The AI Forum has released an in-depth AI roadmap for New Zealand, titled “Towards Our Intelligent Future”.
The key aim of the report is to kickstart an AI strategy for New Zealand by developing a framework for action. Anchoring the framework are the OECD’s five recommendations to governments around Trustworthy AI: facilitate investment, share data and knowledge, ensure an open policy environment for AI, support AI skills and talent, and cooperate across borders and sectors. The report applies the framework to health, transport, and conservation, highlighting the key insight that AI’s potential effects will affect nearly all Government portfolios.
What is AI?
The AI we have today is very different from the robot overlords we know from popular media. Intelligent machines are Artificial General Intelligence (AGI) which is still many years from being developed. AI in the real world today is not so multi-talented, and is trained to do a specific task. The function areas include process automation, making sense of data sets, understanding visual input, and observing conditions and planning next steps.

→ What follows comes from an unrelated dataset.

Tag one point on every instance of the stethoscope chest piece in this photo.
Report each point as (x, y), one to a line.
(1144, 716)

Think chatbots and automated contracts, not sentient robots.
One Big Thing
The adoption of a national AI strategy will also help to encourage AI development by companies. Why does this matter? While initial impacts may be small, frontrunners will reap the economic benefits of AI and potentially double their returns by 2030. By contrast, late adopters will find it more difficult to benefit from the impact as opportunities pass. AI could bring over $50 billion per annum in benefits to New Zealand’s economy by 2035 simply through automating certain types of work and freeing up human ability to do the tasks that AI cannot yet do. So how do New Zealand organisations stack up in adopting AI? According to PwC’s annual CEO Survey 2019, no New Zealand CEOs reported that AI was widely used in their organisations and none saw it as fundamental to their businesses. This was despite 84% believing that AI would transform their businesses in the next five years. The report refers to a number of AI maturity models to help organisations assess where they are at in their AI journey, noting that despite the current hype, many organisations are still only in the earliest awareness phases of maturity.
That’s why the report, while providing an excellent explanation of AI, ultimately emphasises its call to action. We need to consider AI as a factor in all our priority policy objectives and industry Development Plans for economic growth, but we also need to have flagship AI projects which we prioritise for investment through private-iwi-academic partnerships. These investments should be used to accelerate demand for foundational AI capabilities. The bottom line is that we should push to develop a strategic approach instead of waiting around for a formal national AI strategy.